Seither spielt die Welt verrückt. Einerlei ob Körperfett, Blutdruck, Schlafdauer, zurückgelegte Schritte oder gemachte Liegestütze: Alles rund um die körperliche Fitness wird akribisch erfasst und umgehend via Twitter oder Facebook geteilt. Selbst gelesene Buchseiten und laufende Konsumausgaben mischen neuerdings im QS-Hype mit.

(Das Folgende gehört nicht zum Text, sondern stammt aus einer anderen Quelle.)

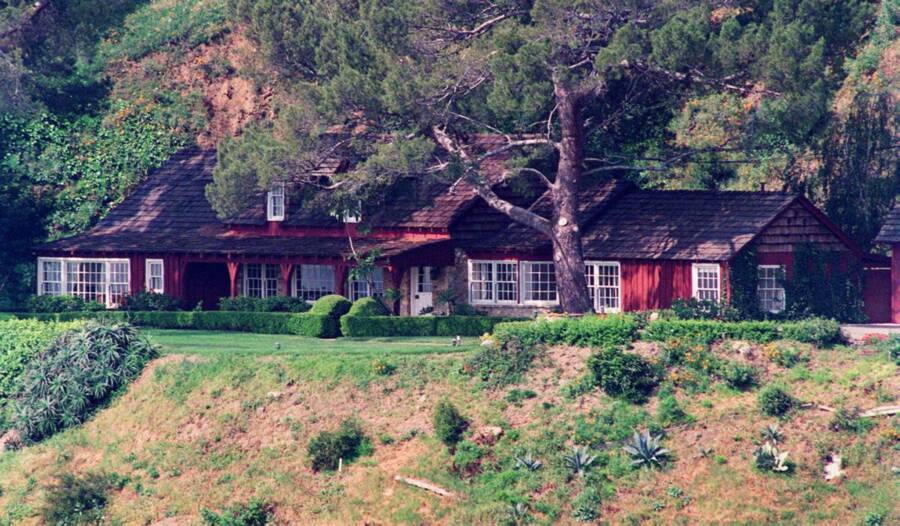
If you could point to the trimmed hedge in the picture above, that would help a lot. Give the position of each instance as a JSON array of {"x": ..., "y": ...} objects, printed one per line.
[
  {"x": 303, "y": 324},
  {"x": 374, "y": 326},
  {"x": 587, "y": 331},
  {"x": 815, "y": 330}
]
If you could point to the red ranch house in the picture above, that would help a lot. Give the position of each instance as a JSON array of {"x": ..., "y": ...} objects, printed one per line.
[{"x": 644, "y": 249}]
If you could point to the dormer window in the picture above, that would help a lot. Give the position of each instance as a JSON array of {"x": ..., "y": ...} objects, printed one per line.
[{"x": 275, "y": 203}]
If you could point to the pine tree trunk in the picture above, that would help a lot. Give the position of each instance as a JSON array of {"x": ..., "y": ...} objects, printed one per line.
[{"x": 568, "y": 255}]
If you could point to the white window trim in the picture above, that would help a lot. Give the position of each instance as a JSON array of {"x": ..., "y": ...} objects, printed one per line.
[
  {"x": 270, "y": 203},
  {"x": 596, "y": 305},
  {"x": 534, "y": 303},
  {"x": 148, "y": 263},
  {"x": 296, "y": 279},
  {"x": 263, "y": 276},
  {"x": 64, "y": 274},
  {"x": 783, "y": 291},
  {"x": 494, "y": 291},
  {"x": 695, "y": 269}
]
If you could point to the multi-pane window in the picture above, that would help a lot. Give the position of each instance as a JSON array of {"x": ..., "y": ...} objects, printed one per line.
[
  {"x": 371, "y": 284},
  {"x": 154, "y": 276},
  {"x": 105, "y": 281},
  {"x": 423, "y": 280},
  {"x": 311, "y": 282},
  {"x": 493, "y": 282},
  {"x": 770, "y": 288},
  {"x": 275, "y": 203},
  {"x": 604, "y": 286},
  {"x": 706, "y": 282},
  {"x": 538, "y": 282},
  {"x": 51, "y": 277},
  {"x": 261, "y": 281}
]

Schluss mit Trägheit und Unlust
Schenkt man den WHO-Experten Glauben, reichen bereits 10.000 Schritte am Tag hin, um das Risiko für Herzinfarkt, Schlaganfall und Diabetes merklich zu senken. Nachdem rund 5,7 Millionen Deutsche an Typ-II-Diabetes laborieren, sollte die Anschaffung eines Fitnesstrackers eigentlich die reinste Selbstverständlichkeit sein. Immerhin ist es ein offenes Geheimnis, dass bewegungsfaule Menschen dank der technischen Helfer ihren Arsch hochkriegen.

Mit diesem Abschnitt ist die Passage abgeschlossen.